Networking {networking-limitations}

Windows Container Networking differs in some important ways from Linux networking. The Microsoft documentation for Windows Container Networking contains additional details and background.

The Windows host networking service and virtual switch implement namespacing and can create virtual NICs as needed for a pod or container. However, many configurations such as DNS, routes, and metrics are stored in the Windows registry database rather than /etc/... files as they are on Linux. The Windows registry for the container is separate from that of the host, so concepts like mapping /etc/resolv.conf from the host into a container don't have the same effect they would on Linux. These must be configured using Windows APIs run in the context of that container. Therefore CNI implementations need to call the HNS instead of relying on file mappings to pass network details into the pod or container.
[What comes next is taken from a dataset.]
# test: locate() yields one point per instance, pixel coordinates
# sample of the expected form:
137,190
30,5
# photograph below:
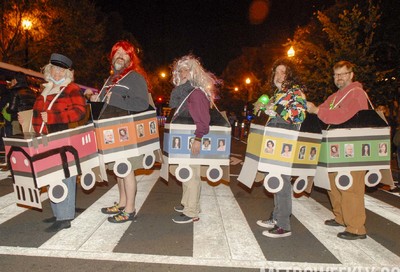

The following networking functionality is not supported on Windows nodes

  • Host networking mode is not available for Windows pods
  • Local NodePort access from the node itself fails (works for other nodes or external clients)
  • Accessing service VIPs from nodes will be available with a future release of Windows Server
  • A single service can only support up to 64 backend pods / unique destination IPs
  • Overlay networking support in kube-proxy is an alpha release. In addition, it requires KB4482887 to be installed on Windows Server 2019
  • Local Traffic Policy and DSR mode
  • Windows containers connected to l2bridge, l2tunnel, or overlay networks do not support communicating over the IPv6 stack. There is outstanding Windows platform work required to enable these network drivers to consume IPv6 addresses and subsequent Kubernetes work in kubelet, kube-proxy, and CNI plugins.
  • Outbound communication using the ICMP protocol via the win-overlay, win-bridge, and Azure-CNI plugin. Specifically, the Windows data plane (VFP) doesn't support ICMP packet transpositions. This means:
    • ICMP packets directed to destinations within the same network (e.g. pod to pod communication via ping) work as expected and without any limitations
    • TCP/UDP packets work as expected and without any limitations
    • ICMP packets directed to pass through a remote network (e.g. pod to external internet communication via ping) cannot be transposed and thus will not be routed back to their source
    • Since TCP/UDP packets can still be transposed, one can substitute ping <destination> with curl <destination> to be able to debug connectivity to the outside world.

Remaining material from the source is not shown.